O dólar e o iene perderam força nesta terça-feira, 10, com indicadores positivos na China e diminuição dos receios com a Síria levando os investidores a abandonar esses tradicionais "portos seguros", em direção a ativos mais arriscados, como moedas emergentes e o euro.

Agencia Estado

10 de setembro de 2013 | 19h09

No fim da tarde em Nova York, o euro subia para US$ 1,3266, de US$ 1,3254 no fim da tarde da véspera. O dólar avançava para 100,38 ienes, de 99,57 ienes, atingindo o maior nível desde 24 de julho; enquanto isso a moeda comum europeia tinha alta para 133,18 ienes, de 131,95 ienes. A libra esterlina também ganhava terreno, cotada a US$ 1,5733, de US$ 1,5700. O dólar australiano avançava para US$ 0,9314, de US$ 0,9228. O dólar caía para 0,9348 franco suíço, de 0,9324 franco suíço. O índice Wall Street Journal Dollar Index, que pesa a moeda norte-americana ante uma cesta de rivais, tinha leve alta para 74,075 pontos, de 74,054 pontos na segunda-feira.
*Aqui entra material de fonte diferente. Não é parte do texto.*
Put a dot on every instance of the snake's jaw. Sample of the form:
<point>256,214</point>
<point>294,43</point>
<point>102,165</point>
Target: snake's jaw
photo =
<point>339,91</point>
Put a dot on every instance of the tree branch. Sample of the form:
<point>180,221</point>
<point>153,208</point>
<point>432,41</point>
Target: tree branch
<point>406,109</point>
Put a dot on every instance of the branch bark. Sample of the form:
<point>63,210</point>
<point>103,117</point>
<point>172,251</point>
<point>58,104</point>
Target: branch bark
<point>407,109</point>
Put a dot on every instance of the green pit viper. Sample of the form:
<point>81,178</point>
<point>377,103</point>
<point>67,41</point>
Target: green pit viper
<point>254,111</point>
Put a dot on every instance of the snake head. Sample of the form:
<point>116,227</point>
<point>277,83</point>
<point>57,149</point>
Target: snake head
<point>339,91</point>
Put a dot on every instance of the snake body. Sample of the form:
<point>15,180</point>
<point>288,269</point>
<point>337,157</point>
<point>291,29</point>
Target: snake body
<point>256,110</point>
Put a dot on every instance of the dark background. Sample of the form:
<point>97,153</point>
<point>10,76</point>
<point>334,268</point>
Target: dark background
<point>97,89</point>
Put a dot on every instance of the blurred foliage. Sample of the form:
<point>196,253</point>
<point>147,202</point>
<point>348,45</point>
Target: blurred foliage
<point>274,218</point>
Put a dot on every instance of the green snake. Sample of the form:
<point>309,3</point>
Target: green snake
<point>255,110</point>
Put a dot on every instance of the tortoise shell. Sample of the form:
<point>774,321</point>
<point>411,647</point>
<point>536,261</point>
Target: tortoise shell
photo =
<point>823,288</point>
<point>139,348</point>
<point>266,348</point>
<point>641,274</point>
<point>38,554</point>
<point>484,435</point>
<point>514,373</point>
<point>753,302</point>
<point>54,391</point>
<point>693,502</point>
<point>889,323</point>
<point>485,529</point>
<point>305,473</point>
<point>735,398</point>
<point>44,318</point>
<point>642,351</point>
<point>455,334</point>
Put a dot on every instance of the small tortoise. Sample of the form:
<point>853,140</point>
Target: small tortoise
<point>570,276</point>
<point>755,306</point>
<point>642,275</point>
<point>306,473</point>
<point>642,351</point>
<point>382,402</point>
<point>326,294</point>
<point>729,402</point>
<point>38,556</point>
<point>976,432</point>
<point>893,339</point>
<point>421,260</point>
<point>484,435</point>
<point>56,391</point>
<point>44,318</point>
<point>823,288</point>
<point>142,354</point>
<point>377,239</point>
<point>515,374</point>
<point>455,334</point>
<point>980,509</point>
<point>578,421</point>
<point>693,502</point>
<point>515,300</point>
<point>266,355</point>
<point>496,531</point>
"A grande mudança hoje veio do debate sobre a Síria. Todas as moedas sensíveis ao risco se saíram bem", disse Ankit Sahni, estrategista de câmbio da Nomura. "Nós tivemos bons números na China, e isso deu alguma força para o dólar australiano e outras moedas", acrescentou Ken Jakubzak, fundador da KMJ Capital.

Na madrugada saíram dados positivos na China. Em agosto, a indústria chinesa produziu 10,4% mais que em igual mês do ano passado e o varejo vendeu 13,4% mais na mesma comparação. Analistas previam altas de 9,9% na produção e de 13,2% nas vendas. Os investimentos em ativos fixos não rurais no país avançaram 20,3% no período de janeiro a agosto, ante igual intervalo de 2012.

Enquanto isso, diminuíram os receios com a Síria. Uma proposta defendida na véspera pela Rússia, de que o regime de Bashar al-Assad entregue suas armas químicas para serem destruídas pela comunidade internacional, parece ganhar força. Apesar de a proposta ser vista com ceticismo pelos Estados Unidos e alguns de seus aliados, o Congresso norte-americano adiou uma votação preliminar sobre a Síria que estava marcada para quarta-feira, 11, e a percepção é que um ataque se tornou menos iminente. O Conselho de Segurança da Organização das Nações Unidas (ONU), que tinha uma reunião emergencial marcada nesta terça, também cancelou o encontro. Fonte: Dow Jones Newswires.